Analytics and Monitoring

  • Analytics tag (GA4, Plausible, Fathom, or whichever) firing on every public template; verified via the platform’s real-time view, not just the tag manager preview
  • Conversion events configured for the actions that matter: form submissions, phone clicks, booking completions, file downloads
  • Search Console verified for both the bare domain and the www variant, with the canonical version set
  • Sitemap submitted to Search Console and Bing Webmaster Tools
  • Uptime monitor active against the homepage and one transactional URL, with alerts routed to a channel that someone actually checks
  • Error logging configured server-side; PHP errors not displayed to public visitors
  • Backup schedule confirmed running, with at least one successful restore tested from the backup before launch
  • Performance budget documented somewhere the next person will find it (a README in the theme is fine), so a future plugin install does not silently regress LCP

Note: a backup you have not restored is a hope, not a backup.

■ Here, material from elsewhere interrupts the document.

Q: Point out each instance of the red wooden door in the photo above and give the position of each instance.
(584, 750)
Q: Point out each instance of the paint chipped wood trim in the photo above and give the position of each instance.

Pull a recent backup down to a local environment and bring the site up from it before signing off.

Post-Launch

  • DNS TTL lowered to 300 seconds 24 hours before cutover, restored to a sensible value 48 hours after
  • Old hosting kept live and reachable for at least 14 days after cutover in case of a rollback
  • Search Console “Change of Address” submitted if the domain itself changed
  • Top 20 historical landing pages re-crawled with a tool like Screaming Frog and confirmed returning 200 or a clean 301
  • Real User Monitoring data reviewed at the 48-hour mark; any regression against pre-launch benchmarks investigated before week two
  • First weekly Search Console review scheduled in the calendar; first monthly performance review scheduled
  • Client or team handed a one-page “what to do if the site goes down” runbook with the host support number, the backup restore procedure, and the on-call contact
  • Plugin and theme update policy agreed in writing: who updates, on what cadence, on what staging environment
  • License keys for premium plugins transferred to the client’s account, not left tied to the agency’s
  • Launch debrief scheduled with the client at the 30-day mark to review what worked, what surprised them, and what to address next

This checklist is meant to live somewhere you can pull it up the morning of every launch, not to be read once and forgotten. I revisit mine roughly every six months and prune items that have become defaults at the host or browser level, and add new ones as the platform shifts. The day a launch goes sideways is the day you learn which item on the list you skipped, so the discipline is to work through every box even on the launch you are confident about.